I go in there about once a year. I tell myself he can't help who he is, how he is. I get all ready to forgive and understand him. But then I see my red hair on display there and I want to cry. I feel like he's robbed me of something. Not my hair, but something invisible. Something he's too dumb to even know about.

“You're not going to be able to sell any of it,” I tell him. “Please let me have it back. Please let me take it home.”

I'm always angry whenever I ask him this. Because his reaction's always the same.

He smiles. A feeling of happiness comes into him. He looks glassy-eyed and eager both, like one of those people in the airport who ask you for things.

He takes his sweet time answering. He wants to engage me. He tastes his question. I almost imagine that in a second a little forked tongue will flicker out from between his lips.

“You don't understand,” he'll say. “I bought it from Walter.” I'd cut Walter's hair about two or three times a year, and he'd trim mine.

“How much did Walter charge you for it?”

Jick shakes his head slowly, wall-eyed and grinning, as if disbelieving his luck, or that I don't understand the situation and the joy that red-hair-in-a-box brings him. “That's not the point,” he'll say, or “That's not the right question.”

Walter's long gone.

***

Jick putters around, fusses with stuff. He thinks, dreams, and schemes. Summer is his favorite time of year, because occasional lost tourists will wander through the valley, thinking there must be some back road up here that goes into Canada. But there's not.

Twelve dollars for camera film!

Some of Jick's putterings involve gathering elk dung—the pellets—and sticking four toothpicks into them, so that I suppose they look like some kind of cute little animal. I don't know what he thinks goes through tourists' minds. He's never sold one of those elk pellets that I know of, but still he gathers the dry elk shit in great quantities and spends a good bit of his time in the fall and winter sticking toothpicks into his herd of shit. He's got one whole shelf lined with them, near the checkout counter. His disdain for tourists, his disgust, is so obvious to the rest of us, and to them, too, I'm sure. He thinks they're dumber than he is—the worst insult of all!

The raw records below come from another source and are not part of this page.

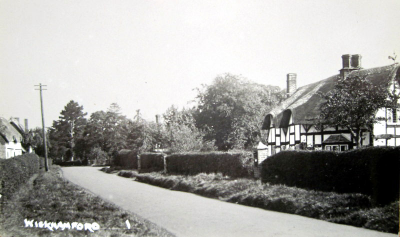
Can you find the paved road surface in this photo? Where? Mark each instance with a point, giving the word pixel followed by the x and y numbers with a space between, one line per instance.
pixel 186 214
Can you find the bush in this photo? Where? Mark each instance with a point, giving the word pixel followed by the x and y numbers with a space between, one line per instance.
pixel 235 164
pixel 373 171
pixel 71 163
pixel 98 156
pixel 17 171
pixel 126 159
pixel 152 161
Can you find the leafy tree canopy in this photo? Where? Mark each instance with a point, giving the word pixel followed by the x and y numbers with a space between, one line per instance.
pixel 353 104
pixel 231 110
pixel 66 131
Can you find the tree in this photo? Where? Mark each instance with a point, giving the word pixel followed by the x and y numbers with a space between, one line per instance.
pixel 182 133
pixel 231 110
pixel 34 138
pixel 353 104
pixel 115 130
pixel 66 131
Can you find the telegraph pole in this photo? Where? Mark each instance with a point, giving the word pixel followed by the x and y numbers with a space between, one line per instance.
pixel 46 166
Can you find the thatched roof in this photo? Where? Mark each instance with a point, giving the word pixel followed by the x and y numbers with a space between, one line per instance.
pixel 305 103
pixel 336 138
pixel 8 131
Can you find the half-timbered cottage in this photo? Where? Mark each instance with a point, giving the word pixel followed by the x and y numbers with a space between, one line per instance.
pixel 294 123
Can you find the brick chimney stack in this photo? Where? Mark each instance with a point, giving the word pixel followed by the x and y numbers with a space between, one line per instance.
pixel 291 84
pixel 26 125
pixel 350 63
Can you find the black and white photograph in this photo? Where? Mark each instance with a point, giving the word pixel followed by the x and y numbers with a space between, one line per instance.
pixel 199 118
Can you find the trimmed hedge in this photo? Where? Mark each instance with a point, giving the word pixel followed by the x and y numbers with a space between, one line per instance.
pixel 127 159
pixel 17 171
pixel 234 164
pixel 152 161
pixel 373 171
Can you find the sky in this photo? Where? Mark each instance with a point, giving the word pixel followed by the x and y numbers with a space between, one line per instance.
pixel 152 54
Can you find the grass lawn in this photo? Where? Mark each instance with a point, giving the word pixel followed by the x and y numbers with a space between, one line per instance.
pixel 48 197
pixel 350 209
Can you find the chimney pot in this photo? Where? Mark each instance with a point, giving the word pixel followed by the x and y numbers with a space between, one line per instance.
pixel 26 125
pixel 350 63
pixel 291 84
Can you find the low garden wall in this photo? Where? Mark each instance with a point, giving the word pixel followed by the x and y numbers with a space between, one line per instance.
pixel 373 171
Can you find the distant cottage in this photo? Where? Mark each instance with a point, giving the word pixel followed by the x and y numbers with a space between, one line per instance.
pixel 11 138
pixel 293 123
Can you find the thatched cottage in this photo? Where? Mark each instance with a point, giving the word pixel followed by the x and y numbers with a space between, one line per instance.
pixel 293 123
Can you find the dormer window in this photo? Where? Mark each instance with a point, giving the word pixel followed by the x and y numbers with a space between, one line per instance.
pixel 393 115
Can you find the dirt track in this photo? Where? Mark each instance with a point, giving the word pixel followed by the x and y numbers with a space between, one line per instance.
pixel 186 214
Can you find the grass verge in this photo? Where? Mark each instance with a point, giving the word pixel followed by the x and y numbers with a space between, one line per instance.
pixel 351 209
pixel 48 197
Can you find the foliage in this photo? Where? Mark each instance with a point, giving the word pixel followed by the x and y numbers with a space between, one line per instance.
pixel 66 131
pixel 350 208
pixel 353 104
pixel 231 111
pixel 372 171
pixel 182 133
pixel 16 171
pixel 34 138
pixel 152 161
pixel 98 156
pixel 235 164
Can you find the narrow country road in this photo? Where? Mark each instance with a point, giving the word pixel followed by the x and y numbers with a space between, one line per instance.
pixel 186 214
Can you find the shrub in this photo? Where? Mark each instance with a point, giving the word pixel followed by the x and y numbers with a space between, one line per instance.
pixel 372 171
pixel 235 164
pixel 98 156
pixel 126 159
pixel 152 161
pixel 17 171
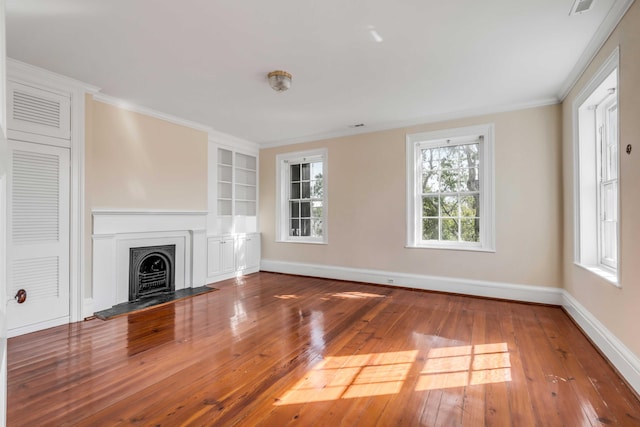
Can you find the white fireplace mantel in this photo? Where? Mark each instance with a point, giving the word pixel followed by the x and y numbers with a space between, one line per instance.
pixel 116 231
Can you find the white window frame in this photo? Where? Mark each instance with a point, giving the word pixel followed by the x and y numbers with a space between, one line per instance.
pixel 588 208
pixel 414 143
pixel 283 189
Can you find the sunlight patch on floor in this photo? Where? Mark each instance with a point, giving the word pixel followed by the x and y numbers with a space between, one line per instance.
pixel 290 296
pixel 461 366
pixel 356 295
pixel 347 377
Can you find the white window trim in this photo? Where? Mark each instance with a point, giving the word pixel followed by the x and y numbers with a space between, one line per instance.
pixel 487 188
pixel 580 220
pixel 282 202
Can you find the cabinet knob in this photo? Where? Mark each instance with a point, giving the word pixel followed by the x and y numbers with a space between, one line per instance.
pixel 21 296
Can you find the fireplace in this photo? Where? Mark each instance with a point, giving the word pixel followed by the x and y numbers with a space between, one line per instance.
pixel 116 232
pixel 151 271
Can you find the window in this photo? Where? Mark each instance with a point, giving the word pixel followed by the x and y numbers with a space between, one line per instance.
pixel 450 189
pixel 596 172
pixel 302 197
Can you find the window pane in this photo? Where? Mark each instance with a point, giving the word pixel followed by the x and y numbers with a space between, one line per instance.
pixel 430 229
pixel 470 206
pixel 316 209
pixel 295 172
pixel 305 209
pixel 430 206
pixel 316 170
pixel 295 190
pixel 295 227
pixel 449 157
pixel 306 171
pixel 449 206
pixel 316 227
pixel 449 180
pixel 430 182
pixel 306 190
pixel 469 180
pixel 450 229
pixel 430 159
pixel 295 209
pixel 609 201
pixel 609 245
pixel 470 229
pixel 305 227
pixel 316 189
pixel 469 156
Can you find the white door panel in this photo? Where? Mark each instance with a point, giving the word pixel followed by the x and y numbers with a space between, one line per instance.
pixel 38 238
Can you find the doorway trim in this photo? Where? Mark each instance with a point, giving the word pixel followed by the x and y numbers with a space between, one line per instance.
pixel 29 74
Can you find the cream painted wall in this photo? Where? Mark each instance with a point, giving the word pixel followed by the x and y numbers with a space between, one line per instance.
pixel 367 204
pixel 138 162
pixel 616 308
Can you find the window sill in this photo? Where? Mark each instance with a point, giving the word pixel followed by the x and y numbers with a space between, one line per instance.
pixel 308 242
pixel 606 274
pixel 452 248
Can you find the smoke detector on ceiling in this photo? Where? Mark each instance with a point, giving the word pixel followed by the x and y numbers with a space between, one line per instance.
pixel 581 6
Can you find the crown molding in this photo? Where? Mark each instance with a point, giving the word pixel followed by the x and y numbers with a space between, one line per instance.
pixel 213 134
pixel 603 32
pixel 126 105
pixel 230 141
pixel 434 118
pixel 30 73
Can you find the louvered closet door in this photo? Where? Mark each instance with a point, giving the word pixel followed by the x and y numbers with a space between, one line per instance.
pixel 38 111
pixel 38 234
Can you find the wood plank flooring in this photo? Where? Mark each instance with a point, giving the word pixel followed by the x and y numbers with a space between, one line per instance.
pixel 278 350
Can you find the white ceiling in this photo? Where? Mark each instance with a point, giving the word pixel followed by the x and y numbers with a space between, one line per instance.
pixel 207 60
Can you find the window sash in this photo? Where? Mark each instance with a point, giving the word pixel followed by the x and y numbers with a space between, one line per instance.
pixel 607 196
pixel 451 228
pixel 302 204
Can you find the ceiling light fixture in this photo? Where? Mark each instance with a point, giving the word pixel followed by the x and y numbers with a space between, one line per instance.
pixel 279 80
pixel 581 6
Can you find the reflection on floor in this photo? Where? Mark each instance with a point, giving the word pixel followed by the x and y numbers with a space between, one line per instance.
pixel 152 301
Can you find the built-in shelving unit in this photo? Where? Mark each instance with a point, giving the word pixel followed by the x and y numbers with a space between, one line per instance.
pixel 245 185
pixel 225 182
pixel 233 236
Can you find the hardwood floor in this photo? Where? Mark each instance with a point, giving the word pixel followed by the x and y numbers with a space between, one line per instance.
pixel 277 350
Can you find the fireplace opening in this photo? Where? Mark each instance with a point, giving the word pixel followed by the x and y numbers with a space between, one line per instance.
pixel 151 271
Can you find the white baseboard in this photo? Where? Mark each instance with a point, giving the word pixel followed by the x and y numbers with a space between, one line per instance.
pixel 233 274
pixel 623 359
pixel 87 308
pixel 37 326
pixel 508 291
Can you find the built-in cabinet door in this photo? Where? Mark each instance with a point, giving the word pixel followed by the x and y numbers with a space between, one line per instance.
pixel 247 252
pixel 228 256
pixel 220 256
pixel 38 111
pixel 38 235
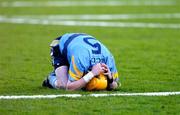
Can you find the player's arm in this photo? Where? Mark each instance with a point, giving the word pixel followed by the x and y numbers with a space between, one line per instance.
pixel 78 84
pixel 62 76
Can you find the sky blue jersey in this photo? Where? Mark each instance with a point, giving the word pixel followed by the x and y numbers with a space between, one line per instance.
pixel 83 51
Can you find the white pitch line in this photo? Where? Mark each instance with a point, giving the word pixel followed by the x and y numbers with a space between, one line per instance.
pixel 86 3
pixel 104 16
pixel 17 20
pixel 89 95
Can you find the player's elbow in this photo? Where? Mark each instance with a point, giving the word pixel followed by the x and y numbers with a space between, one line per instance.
pixel 70 87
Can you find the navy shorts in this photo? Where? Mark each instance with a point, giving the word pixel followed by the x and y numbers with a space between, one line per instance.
pixel 57 58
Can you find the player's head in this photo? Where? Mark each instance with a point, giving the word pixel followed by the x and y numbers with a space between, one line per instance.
pixel 97 83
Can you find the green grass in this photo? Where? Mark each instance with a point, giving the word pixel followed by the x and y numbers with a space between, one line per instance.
pixel 148 60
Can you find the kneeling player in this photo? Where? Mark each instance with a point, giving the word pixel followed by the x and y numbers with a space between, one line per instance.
pixel 79 58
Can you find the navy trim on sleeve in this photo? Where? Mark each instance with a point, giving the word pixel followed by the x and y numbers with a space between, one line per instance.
pixel 64 52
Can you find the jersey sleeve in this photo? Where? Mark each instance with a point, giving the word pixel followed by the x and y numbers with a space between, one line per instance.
pixel 112 66
pixel 75 69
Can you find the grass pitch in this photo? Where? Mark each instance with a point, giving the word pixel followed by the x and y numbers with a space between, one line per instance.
pixel 148 60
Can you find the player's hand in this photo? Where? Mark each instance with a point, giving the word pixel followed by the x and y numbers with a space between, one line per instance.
pixel 107 71
pixel 97 69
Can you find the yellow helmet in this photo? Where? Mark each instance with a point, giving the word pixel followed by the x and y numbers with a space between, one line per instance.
pixel 97 83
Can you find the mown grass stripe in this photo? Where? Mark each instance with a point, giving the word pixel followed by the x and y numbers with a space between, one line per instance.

Jick wanders the dry streambeds in the fall, too, picking up smooth river stones, which he carries back to his store and paints with the slogan
I ♥ REAPER
. Reaper is the name of our valley. They used to grow hay along the little river. Summers are real short. But it's good sweet hay. Four dollars a bale.

Some of the river rocks that Jick finds are layered silicates, algae-encrusted quartzes, agates, and opals, and whenever Jick finds one of those, he brings it home and tosses it into the big tumbling rock polisher that he keeps running in his store, twenty-four hours a day. The damn thing just runs and runs, makes a low growling sound, wearing those sleek stones down to their bare, irreducible rock core. Jick is forever pouring polishing grit—his own concoction of river and ground-up glass and motor oil—into his tumbler, and when he has each of the rocks polished, he sells it, like everything else. It seems unholy, selling part of the river itself, to passers-through. And I hate the sound, the twenty-four-hour sound, that's always growling away in his store, the stones always being worn down. You hear the stones' grinding sound whenever you walk in, and it is like the one I imagine he must hear all the time in his terrible brain.